Début 2015, l’Union des démocrates musulmans de France (UDMF) faisait polémique. Un parti politique musulman en France, seul Michel Houellebecq l’avait imaginé. Et pourtant, l’histoire est loin d’être nouvelle : en 1997 déjà, le Parti des musulmans de France s’était également lancé lors des élections législatives de 2007. Si les partis musulmans pèsent encore peu dans le paysage politique français, leurs membres espèrent être de plus en plus entendus dans le débat. C’est le cas de Kamel Messaoudi, de l’UDMF, qui espérait se présenter à la présidentielle cette année — il n’a finalement recueilli que trois parrainages.
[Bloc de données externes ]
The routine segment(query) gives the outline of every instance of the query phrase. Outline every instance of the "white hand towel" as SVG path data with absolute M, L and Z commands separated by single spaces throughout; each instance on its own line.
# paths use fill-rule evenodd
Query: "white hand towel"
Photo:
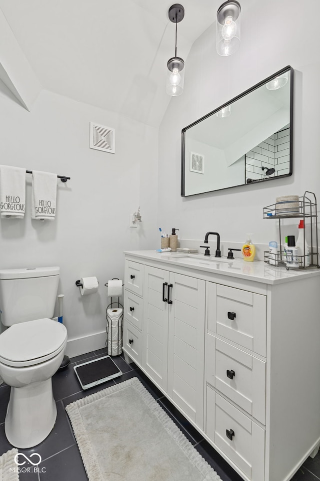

Plus modeste, Nizarr Bourchada, conseiller communautaire et municipal à Brie-Comte-Robert, a créé le parti Français & Musulmans avec un objectif : peser sur les campagnes à venir. Un parti musulman, à quoi ça sert ? Nous lui avons posé la question.
LeMuslimPost : Pourquoi avoir créé Français & Musulmans ?
Nizarr Bourchada : En tant que citoyen musulman, j’ai ressenti le besoin de lutter contre la montée des actes islamophobes, qui ont augmenté après les attentats de Charlie Hebdo. En constatant les multiples dérapages de certains politiques et au sein même de mon ancienne famille politique, l’UDI, nous avons décidé de nous structurer car nous refusons de choisir entre identité et citoyenneté. Les amalgames faits par ces politiques nuisent à l’indivisibilité de la République.
Quelles sont les caractéristiques de votre parti ?
Nous avons une volonté de rupture avec les partis traditionnels, les Français, aujourd’hui, ne se sentant plus représentés ni par la droite ni par la gauche. Français & Musulmans a été fondé sur une éthique responsable et en adéquation avec les valeurs républicaines.
On vous a reproché, à vous et un autre parti, l’emploi du mot « Musulmans » dans le nom de votre formation…
Le mot « Musulmans » est surtout là pour interpeller. Nous ressentons le besoin de revendiquer des choses en tant que musulmans et que français. Le mot le plus important dans Français & Musulmans c’est finalement le mot « et. »
Certaines personnes craignent que vous tentiez d’islamiser la France…
En réalité, nous souhaitons désislamiser les débats et, si demain, nous retrouvons une France apaisée sur la question de l’Islam, nous retirerions, dans le nom de notre parti, le mot « Musulmans » et le remplacerions par « Minorités. » La laïcité nous donne le choix de croire ou de ne pas croire. Le parti s’adresse à tout le monde sans distinction de couleur, d’âge ou de religion. Nous sommes profondément républicains et sereinement musulmans. Islam et laïcité ne sont pas antinomiques.
Avez-vous rencontré des problèmes en créant votre formation ?
Deux grandes banques nous ont refusé l’ouverture d’un compte. Au début, tout allait bien lorsque nous leur disions que nous étions un parti. Mais une fois qu’elles voyaient le nom du parti, elles refusaient. Nous avons dû écrire à la Banque de France, qui a dû obliger une banque à nous ouvrir un compte. Mais rien ne pourra stopper notre détermination.
Vous ne présentez pas de candidat à la présidentielle 2017. Avez-vous des objectifs à court terme ?
Nous faisons de la politique sérieuse, et c’est pour cela que nous ne vendons pas de rêve à nos partisans, car nous savons que nous n’aurions pas eu les parrainages nécessaires et que nous n’avons pas les ressources suffisantes pour mener une campagne. Affirmer le contraire serait mentir à la communauté. Cependant, nous soumettrons aux candidats dix propositions. J’imagine qu’aucun candidat ne tiendra compte nos propositions, cela prouvera que des milliers de Français sont orphelins politiquement.
Vous avez lancé le parti en 2015. Quel bilan aujourd’hui ?
Le 6 novembre 2015, nous nous sommes lancés dans la bataille des régionales et nous avons pu déposer en préfecture de région une liste de 225 candidats. Plus de 12 500 électeurs ont voté pour notre projet, malgré des moyens financiers très limités. Et l’une de nos réussites est de faire participer à la vie politique du parti des personnes qui ne s’intéressaient plus à la politique et qui ne votaient plus parce qu’elles ne se sentaient plus représentées. Aujourd’hui, nous avons des candidats crédibles à Saint-Ouen, Bagnolet ou encore Brie-Comte-Robert.